17 juin 2020 : Bilan de l'application des lois au 31 mars 2020 ( rapport d'information )

EXAMEN EN COMMISSION

Réunie le mercredi 29 avril 2020, sous la présidence de M. Vincent Éblé, président, la commission a entendu une communication de M. Vincent Éblé, président, sur le contrôle de l'application des lois.

M. Vincent Éblé, président. - En cette période, il me revient de vous faire un état des lieux du contrôle de l'application des lois promulguées entre le 1er octobre 2018 et le 30 septembre 2019 et qui entrent dans le champ de compétence de la commission des finances. Cet état des lieux couvre la période allant jusqu'au 31 mars 2020 pour la publication des textes réglementaires, des ordonnances et des rapports.

Parmi les six lois que nous avons examinées au fond, trois ne renvoyaient à la publication d'aucune mesure d'application. Il s'agit de :

- la loi du 1er août 2019 de règlement du budget et d'approbation des comptes de l'année 2018 ;

- la loi du 10 décembre 2018 de finances rectificative pour 2018 ;

- et la loi du 25 février 2019 autorisant l'approbation d'une convention fiscale entre le Gouvernement de la République française et le Gouvernement du Grand-Duché de Luxembourg.

Aussi, ce sont trois lois qui devaient faire l'objet d'un suivi cette année par notre commission :

- la loi du 28 décembre 2018 de finances pour 2019 ;

- la loi du 24 juillet 2019 portant création d'une taxe sur les services numériques et modification de la trajectoire de baisse de l'impôt sur les sociétés ;

- la loi du 29 juillet 2019 pour la conservation et la restauration de la cathédrale Notre-Dame de Paris, pour les articles que nous avions examinés dans le cadre d'une délégation au fond de la commission de la culture.

Il faut y ajouter la loi du 22 mai 2019 relative à la croissance et la transformation des entreprises, dite loi Pacte, qui a été examinée par une commission spéciale, mais pour laquelle notre commission est responsable du suivi de l'application de 61 articles entrant dans son champ de compétence.

Outre ces lois récentes, nous contrôlons également la mise en application du « stock » des lois antérieures au 1er octobre 2018, soit 14 lois, la plus ancienne étant la loi de finances pour 2012.

À la suite de cet examen, je voudrais vous faire part de mes principales observations.

Première observation, l'essentiel des mesures renvoyant à un texte réglementaire pour la session 2018-2019 sont concentrées sur la seule loi de finances initiale pour 2019, du fait du recentrage de la loi de finances rectificative de fin d'année sur le schéma de fin de gestion.

Je relève ainsi une forte augmentation de dispositions appelant une mesure réglementaire, qui s'explique par l'inflation du nombre d'articles de la LFI, mais pas seulement.

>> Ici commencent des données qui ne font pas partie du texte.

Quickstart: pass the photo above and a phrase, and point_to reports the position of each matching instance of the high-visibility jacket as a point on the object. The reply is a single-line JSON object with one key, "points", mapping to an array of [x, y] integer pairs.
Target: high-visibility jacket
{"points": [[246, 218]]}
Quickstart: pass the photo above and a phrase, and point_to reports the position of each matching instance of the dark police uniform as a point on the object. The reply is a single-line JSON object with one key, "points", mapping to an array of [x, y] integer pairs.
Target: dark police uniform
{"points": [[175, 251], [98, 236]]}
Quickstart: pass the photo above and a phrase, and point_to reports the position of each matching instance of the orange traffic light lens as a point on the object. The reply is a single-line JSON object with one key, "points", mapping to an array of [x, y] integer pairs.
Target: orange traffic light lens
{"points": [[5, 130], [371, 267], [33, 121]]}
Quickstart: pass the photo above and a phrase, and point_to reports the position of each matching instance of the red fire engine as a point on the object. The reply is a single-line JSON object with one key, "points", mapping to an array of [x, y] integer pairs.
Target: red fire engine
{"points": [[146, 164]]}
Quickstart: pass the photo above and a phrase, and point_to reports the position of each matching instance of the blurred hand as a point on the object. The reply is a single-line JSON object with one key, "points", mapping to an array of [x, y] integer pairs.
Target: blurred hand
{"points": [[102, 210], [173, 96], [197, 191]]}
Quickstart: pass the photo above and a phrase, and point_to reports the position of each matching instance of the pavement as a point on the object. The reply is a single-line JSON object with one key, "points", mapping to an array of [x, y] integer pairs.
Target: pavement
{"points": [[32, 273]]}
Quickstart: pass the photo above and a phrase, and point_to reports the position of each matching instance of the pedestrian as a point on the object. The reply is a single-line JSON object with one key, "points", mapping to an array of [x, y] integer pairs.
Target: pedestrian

Avec 119 renvois à un texte réglementaire, la LFI 2019 dépasse largement la somme cumulée des textes réglementaires prévus par la LFI pour 2018 et la LFR pour 2017.

C'est d'ailleurs pour ce texte, ainsi que pour la loi dite « Pacte », que restent le plus de mesures d'application à prendre. La loi du 24 juillet 2019 portant création d'une taxe sur les services numériques et modification de la trajectoire de baisse de l'impôt sur les sociétés ne contenait qu'une seule disposition d'application réglementaire. Les articles de la loi du 29 juillet 2019 pour la conservation et la restauration de la cathédrale Notre-Dame de Paris, ayant été examinés par notre commission, étaient également d'application directe, hormis une demande de rapport. En incidence je mentionne que le comité de suivi, réunissant le Premier président de la Cour des comptes et les présidents des commissions permanentes de l'Assemblée nationale et du Sénat chargées des finances ou de la culture, ne s'est pas encore réuni.

Deuxième observation, le taux de mise en application globale progresse par rapport à l'an dernier (88 % contre 81 %), même si je dois regretter l'allongement moyen des délais de publication, moins du tiers des textes réglementaires ayant été publiés avant le délai de 6 mois prescrit par la circulaire du Premier ministre du 29 février 2008. S'agissant des lois antérieures, le « déstockage » s'avère plus important que l'an dernier, 4 lois sur 14 sont enfin intégralement appliquées.

Troisième observation, 7 dispositions de la LFI 2019 conditionnent la publication d'une mesure réglementaire à la réception préalable d'une réponse de la Commission européenne sur leur conformité avec le régime des aides d'État, contre une seule l'an dernier. 4 de ces dispositions sont ainsi inappliquées, en l'absence de réponse, et 2 ont été déclarées non conformes.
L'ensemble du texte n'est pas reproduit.